Investors can appreciate that putting money to work in the stock market and having a very long-term mindset can end up resulting in truly remarkable results. This makes investing something I believe all people should at least learn the basics of.

While the overall market has climbed over time, there have been certain businesses that have been massive winners. In fact, there's one dominant retail stock that has generated a monster total return of 3,330,000% (as of Dec. 18) since its initial public offering in September 1981. That means a $10,000 investment made just over four decades ago would be worth an astonishing $333 million today.

You don't want to miss this company. Perhaps it deserves a closer look right now.

Boring is beautiful

It's quite amazing to think that Home Depot (HD -0.25%) has been able to put up such a fantastic performance. I'm sure most readers would've assumed the business in question had exposure to the technology sector.

However, the world's leading home improvement chain has taken care of its shareholders by operating a simple business model, which is to sell tools, supplies, and equipment to both DIY and professional customers via a network of physical stores. That playbook hasn't really changed.

About 30 years ago in fiscal 1993, Home Depot generated $9.2 billion in total sales. And it had 264 stores in operation. The management team in those days understood quickly that the correct strategy was to invest aggressively to rapidly expand the footprint across the country.

These days, there are 2,345 Home Depot locations in all, with 2,024 in the U.S. and its territories, 182 in Canada, and 139 in Mexico. What's more, the company claims that 90% of the population in this country is within 10 miles of a Home Depot. That broad reach is hard to overstate.

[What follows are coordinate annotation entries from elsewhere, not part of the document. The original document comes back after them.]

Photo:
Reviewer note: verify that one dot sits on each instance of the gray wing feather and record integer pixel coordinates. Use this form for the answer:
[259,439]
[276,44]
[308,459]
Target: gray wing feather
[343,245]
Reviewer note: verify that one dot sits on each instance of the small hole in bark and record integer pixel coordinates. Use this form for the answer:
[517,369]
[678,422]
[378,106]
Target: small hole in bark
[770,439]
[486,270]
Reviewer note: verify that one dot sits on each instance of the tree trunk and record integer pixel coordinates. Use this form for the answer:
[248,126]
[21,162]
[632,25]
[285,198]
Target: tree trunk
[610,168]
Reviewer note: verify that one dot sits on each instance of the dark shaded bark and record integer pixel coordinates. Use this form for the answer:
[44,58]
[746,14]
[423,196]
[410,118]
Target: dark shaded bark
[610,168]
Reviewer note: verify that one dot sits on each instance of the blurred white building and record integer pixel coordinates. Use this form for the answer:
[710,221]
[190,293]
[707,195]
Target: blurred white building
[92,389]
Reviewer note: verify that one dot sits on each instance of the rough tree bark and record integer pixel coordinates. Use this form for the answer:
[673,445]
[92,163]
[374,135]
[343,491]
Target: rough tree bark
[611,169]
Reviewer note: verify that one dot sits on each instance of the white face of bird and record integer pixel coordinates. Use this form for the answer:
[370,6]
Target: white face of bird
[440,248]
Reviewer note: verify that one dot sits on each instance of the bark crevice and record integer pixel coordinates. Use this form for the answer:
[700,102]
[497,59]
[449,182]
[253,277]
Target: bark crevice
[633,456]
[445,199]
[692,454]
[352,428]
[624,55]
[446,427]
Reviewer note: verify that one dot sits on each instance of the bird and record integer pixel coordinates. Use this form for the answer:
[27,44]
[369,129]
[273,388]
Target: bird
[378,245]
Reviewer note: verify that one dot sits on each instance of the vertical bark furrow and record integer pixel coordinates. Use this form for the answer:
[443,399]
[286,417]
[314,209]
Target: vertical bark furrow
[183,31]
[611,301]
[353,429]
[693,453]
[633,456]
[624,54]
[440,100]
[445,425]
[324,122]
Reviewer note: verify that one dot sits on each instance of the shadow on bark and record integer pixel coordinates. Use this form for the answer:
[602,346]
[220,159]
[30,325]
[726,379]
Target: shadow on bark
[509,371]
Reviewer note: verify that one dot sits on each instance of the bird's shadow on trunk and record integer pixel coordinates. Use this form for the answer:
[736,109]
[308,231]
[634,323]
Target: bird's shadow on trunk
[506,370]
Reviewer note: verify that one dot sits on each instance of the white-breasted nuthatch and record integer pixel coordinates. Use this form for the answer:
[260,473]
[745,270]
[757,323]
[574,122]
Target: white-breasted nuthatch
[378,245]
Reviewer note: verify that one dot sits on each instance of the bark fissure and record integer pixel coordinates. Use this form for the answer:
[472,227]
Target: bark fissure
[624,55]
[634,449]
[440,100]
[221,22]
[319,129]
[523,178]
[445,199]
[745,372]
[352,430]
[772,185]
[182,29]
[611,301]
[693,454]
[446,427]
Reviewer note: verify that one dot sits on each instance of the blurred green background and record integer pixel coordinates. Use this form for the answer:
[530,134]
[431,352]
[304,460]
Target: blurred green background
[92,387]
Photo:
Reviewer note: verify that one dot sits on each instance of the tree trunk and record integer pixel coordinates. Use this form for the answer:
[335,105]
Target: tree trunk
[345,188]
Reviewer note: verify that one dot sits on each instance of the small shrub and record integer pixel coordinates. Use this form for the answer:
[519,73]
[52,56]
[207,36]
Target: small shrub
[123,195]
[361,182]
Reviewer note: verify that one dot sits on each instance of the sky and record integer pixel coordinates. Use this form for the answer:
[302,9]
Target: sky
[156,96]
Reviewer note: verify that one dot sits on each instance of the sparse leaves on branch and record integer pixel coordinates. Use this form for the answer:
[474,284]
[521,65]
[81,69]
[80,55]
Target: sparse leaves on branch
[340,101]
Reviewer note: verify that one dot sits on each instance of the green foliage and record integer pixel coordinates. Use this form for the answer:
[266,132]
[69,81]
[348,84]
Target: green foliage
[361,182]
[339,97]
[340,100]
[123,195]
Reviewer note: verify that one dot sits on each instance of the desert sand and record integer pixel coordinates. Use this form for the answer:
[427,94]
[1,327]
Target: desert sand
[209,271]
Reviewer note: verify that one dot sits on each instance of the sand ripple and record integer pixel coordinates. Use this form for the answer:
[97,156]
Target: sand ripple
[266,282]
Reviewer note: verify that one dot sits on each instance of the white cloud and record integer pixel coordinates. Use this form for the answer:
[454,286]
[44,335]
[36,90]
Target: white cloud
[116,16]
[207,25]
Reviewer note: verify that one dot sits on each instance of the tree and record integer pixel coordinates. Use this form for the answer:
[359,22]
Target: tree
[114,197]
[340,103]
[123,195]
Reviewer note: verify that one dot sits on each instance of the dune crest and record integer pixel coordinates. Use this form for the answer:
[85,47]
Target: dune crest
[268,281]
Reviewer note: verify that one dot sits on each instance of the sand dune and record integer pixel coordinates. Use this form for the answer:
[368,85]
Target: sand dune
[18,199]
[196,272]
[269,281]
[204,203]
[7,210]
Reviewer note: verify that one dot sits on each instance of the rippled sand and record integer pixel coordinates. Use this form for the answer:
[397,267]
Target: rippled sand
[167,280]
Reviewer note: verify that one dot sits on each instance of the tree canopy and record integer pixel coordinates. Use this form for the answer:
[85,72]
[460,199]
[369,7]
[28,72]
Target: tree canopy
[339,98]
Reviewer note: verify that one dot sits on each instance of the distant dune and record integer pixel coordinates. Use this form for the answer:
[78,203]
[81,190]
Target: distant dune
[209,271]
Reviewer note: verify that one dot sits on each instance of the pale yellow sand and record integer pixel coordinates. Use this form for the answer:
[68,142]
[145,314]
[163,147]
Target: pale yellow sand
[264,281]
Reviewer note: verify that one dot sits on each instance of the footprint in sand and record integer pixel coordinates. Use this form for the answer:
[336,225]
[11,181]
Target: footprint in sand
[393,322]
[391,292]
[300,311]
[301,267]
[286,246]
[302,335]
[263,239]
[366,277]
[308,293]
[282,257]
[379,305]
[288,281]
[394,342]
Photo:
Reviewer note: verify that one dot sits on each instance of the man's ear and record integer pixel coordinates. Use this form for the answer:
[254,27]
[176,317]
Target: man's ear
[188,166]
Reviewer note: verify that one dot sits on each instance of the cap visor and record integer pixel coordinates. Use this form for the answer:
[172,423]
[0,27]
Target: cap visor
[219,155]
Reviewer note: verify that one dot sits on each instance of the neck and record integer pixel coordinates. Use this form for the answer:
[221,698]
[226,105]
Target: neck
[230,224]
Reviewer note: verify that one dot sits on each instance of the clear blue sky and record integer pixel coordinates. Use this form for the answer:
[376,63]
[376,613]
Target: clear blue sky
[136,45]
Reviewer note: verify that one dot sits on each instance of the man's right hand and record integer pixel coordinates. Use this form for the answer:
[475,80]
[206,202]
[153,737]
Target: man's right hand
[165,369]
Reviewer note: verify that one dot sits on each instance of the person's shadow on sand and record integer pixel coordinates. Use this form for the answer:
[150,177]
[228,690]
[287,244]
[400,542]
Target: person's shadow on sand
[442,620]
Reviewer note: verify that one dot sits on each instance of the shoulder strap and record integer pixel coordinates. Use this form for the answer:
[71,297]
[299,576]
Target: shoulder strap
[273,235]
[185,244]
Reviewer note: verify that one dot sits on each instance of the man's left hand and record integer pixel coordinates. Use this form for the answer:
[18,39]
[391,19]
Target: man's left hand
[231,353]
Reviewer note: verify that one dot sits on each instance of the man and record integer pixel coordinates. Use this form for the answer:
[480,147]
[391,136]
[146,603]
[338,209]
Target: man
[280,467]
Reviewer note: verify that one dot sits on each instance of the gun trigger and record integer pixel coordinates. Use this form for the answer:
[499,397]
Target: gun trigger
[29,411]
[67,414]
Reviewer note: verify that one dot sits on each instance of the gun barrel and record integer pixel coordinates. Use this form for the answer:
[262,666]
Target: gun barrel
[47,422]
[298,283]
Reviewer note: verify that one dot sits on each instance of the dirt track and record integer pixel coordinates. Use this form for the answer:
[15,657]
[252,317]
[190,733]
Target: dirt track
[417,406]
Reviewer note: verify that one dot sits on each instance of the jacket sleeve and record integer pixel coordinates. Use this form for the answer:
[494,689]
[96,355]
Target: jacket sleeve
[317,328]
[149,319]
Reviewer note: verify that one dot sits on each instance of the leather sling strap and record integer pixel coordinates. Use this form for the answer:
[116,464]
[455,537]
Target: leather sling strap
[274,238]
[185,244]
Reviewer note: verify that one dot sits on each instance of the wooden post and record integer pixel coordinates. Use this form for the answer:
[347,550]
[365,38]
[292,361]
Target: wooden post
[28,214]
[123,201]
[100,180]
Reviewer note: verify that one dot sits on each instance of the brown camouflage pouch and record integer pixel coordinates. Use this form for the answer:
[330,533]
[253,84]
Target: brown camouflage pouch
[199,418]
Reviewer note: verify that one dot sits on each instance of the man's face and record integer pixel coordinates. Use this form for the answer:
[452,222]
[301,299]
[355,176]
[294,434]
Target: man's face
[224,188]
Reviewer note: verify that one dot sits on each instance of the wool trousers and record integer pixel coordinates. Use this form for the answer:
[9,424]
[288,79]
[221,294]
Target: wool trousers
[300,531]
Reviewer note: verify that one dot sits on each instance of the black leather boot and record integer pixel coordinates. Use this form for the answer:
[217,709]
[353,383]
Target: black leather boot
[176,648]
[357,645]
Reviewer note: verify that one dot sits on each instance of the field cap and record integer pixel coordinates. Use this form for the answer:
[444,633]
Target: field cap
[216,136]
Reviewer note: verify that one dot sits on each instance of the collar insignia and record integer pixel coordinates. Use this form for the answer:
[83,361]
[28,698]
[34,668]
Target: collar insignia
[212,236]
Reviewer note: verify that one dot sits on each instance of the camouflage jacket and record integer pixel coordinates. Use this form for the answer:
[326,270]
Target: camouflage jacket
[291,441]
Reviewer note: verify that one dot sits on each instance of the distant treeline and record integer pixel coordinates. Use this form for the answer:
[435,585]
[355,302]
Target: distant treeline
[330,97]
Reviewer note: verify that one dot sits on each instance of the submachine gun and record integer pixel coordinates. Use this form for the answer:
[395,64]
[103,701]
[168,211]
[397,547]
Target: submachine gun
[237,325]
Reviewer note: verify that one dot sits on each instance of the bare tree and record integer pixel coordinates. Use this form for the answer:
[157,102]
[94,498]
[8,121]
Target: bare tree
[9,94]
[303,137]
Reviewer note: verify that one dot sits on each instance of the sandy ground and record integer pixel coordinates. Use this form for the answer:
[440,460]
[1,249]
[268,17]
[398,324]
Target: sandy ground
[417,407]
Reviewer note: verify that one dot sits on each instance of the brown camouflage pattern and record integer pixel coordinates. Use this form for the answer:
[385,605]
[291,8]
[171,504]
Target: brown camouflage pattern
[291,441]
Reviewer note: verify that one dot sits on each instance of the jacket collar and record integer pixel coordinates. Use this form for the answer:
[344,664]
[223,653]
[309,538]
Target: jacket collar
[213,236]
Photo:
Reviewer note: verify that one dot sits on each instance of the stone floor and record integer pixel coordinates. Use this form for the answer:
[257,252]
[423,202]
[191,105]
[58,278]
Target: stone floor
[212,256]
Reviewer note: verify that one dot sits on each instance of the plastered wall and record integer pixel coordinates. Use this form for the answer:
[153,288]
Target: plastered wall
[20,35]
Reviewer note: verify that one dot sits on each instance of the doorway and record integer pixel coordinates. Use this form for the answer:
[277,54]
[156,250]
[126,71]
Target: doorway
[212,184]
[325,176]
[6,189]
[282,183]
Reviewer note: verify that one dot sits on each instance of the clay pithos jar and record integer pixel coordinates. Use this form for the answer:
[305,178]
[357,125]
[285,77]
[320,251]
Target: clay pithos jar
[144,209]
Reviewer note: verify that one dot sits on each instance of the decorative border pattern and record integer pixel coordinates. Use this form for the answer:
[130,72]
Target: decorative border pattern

Of course, it's not a shocker that all of that growth has resulted in a dominant retail enterprise. In the last 12 months, Home Depot reported $155 billion in revenue, astronomically higher than in fiscal 1993. And the business posted almost $15 billion in net income in the last year.

Capital returns

Home Depot's financial position these days affords it the ability to return copious amounts of cash back to shareholders. The company paid out $6.7 billion in dividends in the last nine months. The dividend yield is just over 2.3% right now. Even more impressive is the fact that the quarterly payout has increased 281% in the past decade.

Management also focuses on share repurchases. In the past five years, the diluted outstanding share count has shrunk by 9.2%. This raises the ownership stake of existing investors.

Keep Home Depot on your radar

While Home Depot's historical track record of growth is undeniable, the company is facing a difficult reality today. Tighter macro conditions in recent years, particularly higher interest rates and inflationary pressures, have discouraged consumers from taking on renovation projects. This helps explain why same-store sales dipped 3.2% in fiscal 2023, with the expectation that they will decline 2.5% in the current fiscal year.

However, Home Depot does benefit from some favorable industry tailwinds. The median age of a home in the U.S. has steadily increased over time. Older houses understandably need more repairs and upgrades.

Additionally, the U.S. continues to face a substantial housing inventory shortage. Low housing supply incentivizes people not to move, instead investing in renovations at their current dwellings.

At a high level, I think it's safe to assume that the overall housing and home improvement industry will continue to be critical parts of the economy decades from now. Investors shouldn't expect forward returns to resemble the past, but Home Depot certainly deserves to be on your watch list.